Kafkasya’da son durum, Ermenistan ile Azerbaycan arasındaki gerilim ve savaşan yeniden alevlenmesi ihtimalini düşününce, pek “kollarımızı açıp da şefkatle” karşılamayacağımızı tahmin ediyorduk. Ama bu “milli marş okutmama, dinlememe” ayıbından arınmamız lazım. Yıllardır bunu yapıyoruz. Herkese yapıyoruz hem de. Sadece tarihi ve milli husumetimiz olan Ermenistan’a değil. Milli marş bir ülkenin en kutsal sembollerinden biri. Bayrak gibi. Sana yapılsa hoşuna gitmez. Sen niye yapıyorsun?

Üstelik de bu ülkenin milli takımı ile en son oynadığımız 2009 yılı Ekim ayında oynanan ve bizzat yerinde (Bursa’da) önünü arkasını tüm gün izlediğim maçta da Azerbaycan’a karşı bir ayıplı davranışımız olmuştu.
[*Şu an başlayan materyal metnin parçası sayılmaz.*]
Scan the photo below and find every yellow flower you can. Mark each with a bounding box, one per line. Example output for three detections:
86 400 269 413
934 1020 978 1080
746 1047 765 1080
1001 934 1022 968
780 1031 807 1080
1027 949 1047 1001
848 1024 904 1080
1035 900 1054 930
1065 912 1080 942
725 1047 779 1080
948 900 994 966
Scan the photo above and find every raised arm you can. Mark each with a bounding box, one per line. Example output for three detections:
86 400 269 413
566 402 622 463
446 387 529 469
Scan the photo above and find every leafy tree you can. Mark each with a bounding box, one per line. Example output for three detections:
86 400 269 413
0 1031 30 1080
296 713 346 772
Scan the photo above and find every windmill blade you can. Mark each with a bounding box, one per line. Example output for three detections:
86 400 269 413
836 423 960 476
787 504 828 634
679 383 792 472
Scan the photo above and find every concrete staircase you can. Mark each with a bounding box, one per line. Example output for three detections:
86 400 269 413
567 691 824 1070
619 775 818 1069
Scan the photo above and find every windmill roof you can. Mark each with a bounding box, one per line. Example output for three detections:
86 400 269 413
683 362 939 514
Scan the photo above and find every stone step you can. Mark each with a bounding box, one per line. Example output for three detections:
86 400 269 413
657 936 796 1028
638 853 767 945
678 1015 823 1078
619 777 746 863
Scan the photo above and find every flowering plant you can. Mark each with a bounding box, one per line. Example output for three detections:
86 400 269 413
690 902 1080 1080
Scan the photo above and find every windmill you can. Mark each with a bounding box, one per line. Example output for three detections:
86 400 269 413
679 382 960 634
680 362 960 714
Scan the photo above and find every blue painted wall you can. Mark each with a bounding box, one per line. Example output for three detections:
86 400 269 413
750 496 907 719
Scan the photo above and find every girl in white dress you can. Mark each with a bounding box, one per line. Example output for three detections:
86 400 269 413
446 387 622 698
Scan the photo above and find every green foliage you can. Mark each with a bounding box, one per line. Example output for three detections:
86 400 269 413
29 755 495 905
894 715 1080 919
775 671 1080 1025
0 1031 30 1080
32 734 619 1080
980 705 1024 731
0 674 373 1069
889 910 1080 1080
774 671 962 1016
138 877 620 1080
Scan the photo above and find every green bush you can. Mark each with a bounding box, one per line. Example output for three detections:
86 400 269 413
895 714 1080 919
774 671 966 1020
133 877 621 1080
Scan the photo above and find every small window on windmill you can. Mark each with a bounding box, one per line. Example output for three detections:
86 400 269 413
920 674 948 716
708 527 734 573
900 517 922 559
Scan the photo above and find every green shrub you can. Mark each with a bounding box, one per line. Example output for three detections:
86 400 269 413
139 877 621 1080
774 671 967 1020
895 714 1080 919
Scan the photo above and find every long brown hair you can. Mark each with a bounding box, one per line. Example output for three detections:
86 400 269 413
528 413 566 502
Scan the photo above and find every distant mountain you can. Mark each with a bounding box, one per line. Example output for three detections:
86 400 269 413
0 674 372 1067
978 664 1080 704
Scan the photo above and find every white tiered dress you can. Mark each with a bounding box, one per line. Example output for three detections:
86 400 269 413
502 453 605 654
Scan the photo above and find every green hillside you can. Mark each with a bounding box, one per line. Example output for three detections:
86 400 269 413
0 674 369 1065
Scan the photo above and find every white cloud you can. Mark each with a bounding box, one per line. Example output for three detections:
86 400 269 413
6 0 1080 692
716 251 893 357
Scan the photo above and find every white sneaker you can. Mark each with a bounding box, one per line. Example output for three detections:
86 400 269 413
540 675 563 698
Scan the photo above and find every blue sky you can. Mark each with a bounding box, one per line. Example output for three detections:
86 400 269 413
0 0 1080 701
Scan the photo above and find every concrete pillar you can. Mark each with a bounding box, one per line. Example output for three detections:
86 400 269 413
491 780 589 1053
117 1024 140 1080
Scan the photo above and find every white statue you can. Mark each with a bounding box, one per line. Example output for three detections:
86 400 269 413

Kimbilir kaçıncı kez yazıyorum ama, bıkmadan tekrarlayacağım. Çünkü, tarihi bir ayıptır.

O gün de, Bursa Atatürk Stadı’na, Ermenileri protesto için gelen Azerbaycanlı kardeşlerimizin ellerinden bayrakları toplayıp yerlere ve çöp konteynerlerine atmıştı güvenlik kuvvetleri. Evet. İnanılır gibi değil. Ama aynen böyle oldu. Hatırladıkça kahrolurum.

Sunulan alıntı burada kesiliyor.